No. Based on the description on the website, Tesla aims FSD to be a system that can fully drive you on highways and on city streets, with driver supervision at first and then later with no driver supervision. That's not 10% self-driving. FSD will be closer to 80% or 90% self-driving. EAP is 10% self-driving now.
 
What evidence? Are you telling me you know the code inside EAP/HW2.5, and have insider knowledge?

You presented nothing to back up your claims in post #22
That's because you make assumptions that are not logical in any sense.
It's absolutely clear there is zero FSD logic in EAP. Thats proven by your lack of faith in the autonomy because you are drawing an illogical comparison to the functionality of FSD.

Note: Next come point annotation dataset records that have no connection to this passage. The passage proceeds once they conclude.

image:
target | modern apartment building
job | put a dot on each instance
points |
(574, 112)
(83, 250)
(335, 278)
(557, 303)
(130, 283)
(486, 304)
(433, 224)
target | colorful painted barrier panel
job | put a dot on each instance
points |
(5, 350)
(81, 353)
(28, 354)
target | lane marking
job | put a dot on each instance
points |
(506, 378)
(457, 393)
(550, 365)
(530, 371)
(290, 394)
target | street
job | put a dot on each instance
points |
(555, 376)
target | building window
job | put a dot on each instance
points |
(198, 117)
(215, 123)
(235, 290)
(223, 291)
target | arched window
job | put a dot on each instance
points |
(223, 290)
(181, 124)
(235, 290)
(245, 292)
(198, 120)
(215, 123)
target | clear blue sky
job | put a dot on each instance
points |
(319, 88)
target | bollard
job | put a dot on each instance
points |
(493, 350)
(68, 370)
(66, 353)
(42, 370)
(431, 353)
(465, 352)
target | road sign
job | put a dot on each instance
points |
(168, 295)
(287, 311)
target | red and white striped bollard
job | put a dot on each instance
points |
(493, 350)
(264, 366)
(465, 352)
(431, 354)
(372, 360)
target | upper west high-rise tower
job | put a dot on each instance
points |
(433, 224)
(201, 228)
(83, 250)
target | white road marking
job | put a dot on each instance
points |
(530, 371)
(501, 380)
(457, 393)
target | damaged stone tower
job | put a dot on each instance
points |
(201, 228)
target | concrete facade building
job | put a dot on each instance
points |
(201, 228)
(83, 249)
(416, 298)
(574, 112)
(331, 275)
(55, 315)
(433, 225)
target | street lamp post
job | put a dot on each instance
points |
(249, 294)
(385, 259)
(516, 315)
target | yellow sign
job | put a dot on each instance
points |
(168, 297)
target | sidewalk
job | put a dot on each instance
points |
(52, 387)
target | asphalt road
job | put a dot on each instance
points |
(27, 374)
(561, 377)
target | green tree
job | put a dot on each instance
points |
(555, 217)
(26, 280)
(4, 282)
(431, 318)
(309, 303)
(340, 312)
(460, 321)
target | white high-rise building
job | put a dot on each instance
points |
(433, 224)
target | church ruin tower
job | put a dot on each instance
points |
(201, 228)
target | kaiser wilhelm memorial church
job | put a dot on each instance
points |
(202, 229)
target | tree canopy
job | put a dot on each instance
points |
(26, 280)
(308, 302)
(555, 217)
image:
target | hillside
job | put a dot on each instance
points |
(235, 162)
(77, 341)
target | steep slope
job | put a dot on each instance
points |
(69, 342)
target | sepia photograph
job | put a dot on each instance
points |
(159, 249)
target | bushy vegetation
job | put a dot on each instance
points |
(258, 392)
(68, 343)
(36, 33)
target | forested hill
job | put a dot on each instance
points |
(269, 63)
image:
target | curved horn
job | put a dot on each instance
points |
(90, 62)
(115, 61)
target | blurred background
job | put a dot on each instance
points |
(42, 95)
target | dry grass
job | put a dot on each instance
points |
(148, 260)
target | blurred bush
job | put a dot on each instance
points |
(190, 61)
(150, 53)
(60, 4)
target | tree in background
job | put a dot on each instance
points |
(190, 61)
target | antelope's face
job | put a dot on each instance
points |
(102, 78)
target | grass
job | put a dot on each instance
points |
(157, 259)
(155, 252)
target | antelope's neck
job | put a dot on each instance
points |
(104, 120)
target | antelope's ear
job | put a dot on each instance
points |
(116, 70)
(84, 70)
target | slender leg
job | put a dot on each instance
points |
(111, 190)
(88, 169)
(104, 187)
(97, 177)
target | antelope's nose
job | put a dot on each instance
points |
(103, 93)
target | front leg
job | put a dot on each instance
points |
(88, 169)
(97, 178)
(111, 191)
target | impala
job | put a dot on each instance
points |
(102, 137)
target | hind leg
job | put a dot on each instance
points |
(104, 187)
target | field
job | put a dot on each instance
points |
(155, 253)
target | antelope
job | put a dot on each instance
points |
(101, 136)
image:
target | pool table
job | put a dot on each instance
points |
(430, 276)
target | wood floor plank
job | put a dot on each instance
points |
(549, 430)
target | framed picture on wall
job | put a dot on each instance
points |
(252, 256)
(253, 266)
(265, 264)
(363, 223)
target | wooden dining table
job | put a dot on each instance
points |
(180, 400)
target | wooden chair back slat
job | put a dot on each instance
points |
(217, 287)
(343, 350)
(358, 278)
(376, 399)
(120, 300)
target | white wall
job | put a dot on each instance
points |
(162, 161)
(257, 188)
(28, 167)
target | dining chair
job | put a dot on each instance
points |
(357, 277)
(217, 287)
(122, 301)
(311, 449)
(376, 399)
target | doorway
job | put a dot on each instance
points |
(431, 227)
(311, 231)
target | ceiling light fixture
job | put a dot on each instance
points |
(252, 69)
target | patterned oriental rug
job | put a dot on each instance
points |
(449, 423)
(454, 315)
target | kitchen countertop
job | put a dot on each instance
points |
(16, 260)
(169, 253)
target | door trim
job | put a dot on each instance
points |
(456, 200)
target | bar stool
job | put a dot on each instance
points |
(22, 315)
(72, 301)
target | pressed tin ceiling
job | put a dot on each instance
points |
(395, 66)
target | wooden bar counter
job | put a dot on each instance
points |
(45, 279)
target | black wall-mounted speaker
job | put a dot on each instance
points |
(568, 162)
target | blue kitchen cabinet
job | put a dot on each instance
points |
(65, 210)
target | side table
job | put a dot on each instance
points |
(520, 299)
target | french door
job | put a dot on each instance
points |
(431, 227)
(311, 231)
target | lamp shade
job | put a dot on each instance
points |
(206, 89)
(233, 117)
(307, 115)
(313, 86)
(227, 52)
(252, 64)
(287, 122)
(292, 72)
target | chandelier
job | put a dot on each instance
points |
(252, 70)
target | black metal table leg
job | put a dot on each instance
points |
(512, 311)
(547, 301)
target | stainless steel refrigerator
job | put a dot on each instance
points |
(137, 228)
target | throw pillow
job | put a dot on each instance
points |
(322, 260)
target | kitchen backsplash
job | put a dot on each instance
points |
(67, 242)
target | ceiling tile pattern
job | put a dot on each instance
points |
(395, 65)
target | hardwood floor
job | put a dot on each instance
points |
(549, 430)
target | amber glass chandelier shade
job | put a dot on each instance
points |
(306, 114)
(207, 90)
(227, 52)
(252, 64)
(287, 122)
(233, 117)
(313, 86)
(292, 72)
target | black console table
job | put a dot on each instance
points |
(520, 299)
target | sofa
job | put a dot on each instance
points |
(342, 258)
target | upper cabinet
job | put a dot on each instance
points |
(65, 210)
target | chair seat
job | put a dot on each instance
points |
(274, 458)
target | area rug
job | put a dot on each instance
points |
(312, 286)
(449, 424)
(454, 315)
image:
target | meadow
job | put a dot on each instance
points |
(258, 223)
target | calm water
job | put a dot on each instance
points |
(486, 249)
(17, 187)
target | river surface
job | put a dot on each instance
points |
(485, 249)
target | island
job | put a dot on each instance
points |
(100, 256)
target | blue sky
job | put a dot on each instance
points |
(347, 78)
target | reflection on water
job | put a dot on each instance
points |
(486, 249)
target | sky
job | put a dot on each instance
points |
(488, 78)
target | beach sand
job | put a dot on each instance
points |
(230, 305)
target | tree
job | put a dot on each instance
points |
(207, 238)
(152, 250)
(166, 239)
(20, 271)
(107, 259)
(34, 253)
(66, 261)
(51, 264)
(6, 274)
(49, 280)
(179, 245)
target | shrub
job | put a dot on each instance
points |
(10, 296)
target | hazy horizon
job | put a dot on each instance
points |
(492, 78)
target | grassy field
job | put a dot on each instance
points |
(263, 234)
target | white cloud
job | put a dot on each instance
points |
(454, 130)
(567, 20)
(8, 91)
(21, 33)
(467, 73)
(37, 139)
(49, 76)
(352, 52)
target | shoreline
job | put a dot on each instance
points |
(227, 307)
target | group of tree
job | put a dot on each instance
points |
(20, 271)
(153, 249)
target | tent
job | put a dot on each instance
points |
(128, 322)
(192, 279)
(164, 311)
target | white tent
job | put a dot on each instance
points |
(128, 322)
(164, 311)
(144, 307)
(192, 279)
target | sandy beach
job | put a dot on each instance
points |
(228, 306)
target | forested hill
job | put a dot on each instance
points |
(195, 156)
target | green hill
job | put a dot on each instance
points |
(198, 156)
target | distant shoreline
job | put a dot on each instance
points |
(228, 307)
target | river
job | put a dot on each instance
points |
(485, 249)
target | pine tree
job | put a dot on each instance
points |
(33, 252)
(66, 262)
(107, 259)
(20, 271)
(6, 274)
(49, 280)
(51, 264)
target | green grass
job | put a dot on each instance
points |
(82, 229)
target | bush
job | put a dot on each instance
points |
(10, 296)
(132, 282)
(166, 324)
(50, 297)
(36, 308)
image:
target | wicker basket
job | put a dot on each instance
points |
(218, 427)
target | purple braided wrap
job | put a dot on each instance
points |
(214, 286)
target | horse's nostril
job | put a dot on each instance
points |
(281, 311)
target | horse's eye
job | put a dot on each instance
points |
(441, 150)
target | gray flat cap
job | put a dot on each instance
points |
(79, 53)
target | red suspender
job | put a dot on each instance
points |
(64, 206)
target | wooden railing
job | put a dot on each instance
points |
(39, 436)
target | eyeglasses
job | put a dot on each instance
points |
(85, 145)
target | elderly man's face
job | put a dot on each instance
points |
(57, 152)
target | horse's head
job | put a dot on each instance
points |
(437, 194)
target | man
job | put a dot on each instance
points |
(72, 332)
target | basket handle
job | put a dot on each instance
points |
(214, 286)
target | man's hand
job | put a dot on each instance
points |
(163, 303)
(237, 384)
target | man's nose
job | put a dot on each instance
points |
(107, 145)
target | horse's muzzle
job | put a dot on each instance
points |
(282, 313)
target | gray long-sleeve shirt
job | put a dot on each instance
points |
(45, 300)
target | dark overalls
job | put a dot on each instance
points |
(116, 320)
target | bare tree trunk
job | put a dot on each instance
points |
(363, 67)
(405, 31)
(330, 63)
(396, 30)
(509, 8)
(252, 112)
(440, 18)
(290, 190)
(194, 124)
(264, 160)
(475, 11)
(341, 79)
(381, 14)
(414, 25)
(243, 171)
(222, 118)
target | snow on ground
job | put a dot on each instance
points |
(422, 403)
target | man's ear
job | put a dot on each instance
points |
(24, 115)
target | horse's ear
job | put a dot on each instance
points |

I don't have insider knowledge but I do have a background in electrical / computer engineering. And the most logically answer is you do not see any of the code or machine learning for FSD.
 
That's because you make assumptions that are not logical in any sense.
It's absolutely clear there is zero FSD logic in EAP. Thats proven by your lack of faith in the autonomy because you are drawing an illogical comparison to the functionality of FSD.

I don't have insider knowledge but I do have a background in electrical / computer engineering. And the most logically answer is you do not see any of the code or machine learning for FSD.
Isn't that more because NoA doesn't work in the city?
 
Yeah, not really though. You have no idea what FSD will be capable of - whereas I'm very familiar with EAP and its limitations, like when it almost slams me into a wall when I approach a turn where dirt and slush completely obscure the fog line.

This just happened to me yesterday. The snow and slush build up against the concrete highway divider. AP drives you into the slush which is outside of the lane. Then the car becomes extremely unstable and yes, tries to put you into the wall!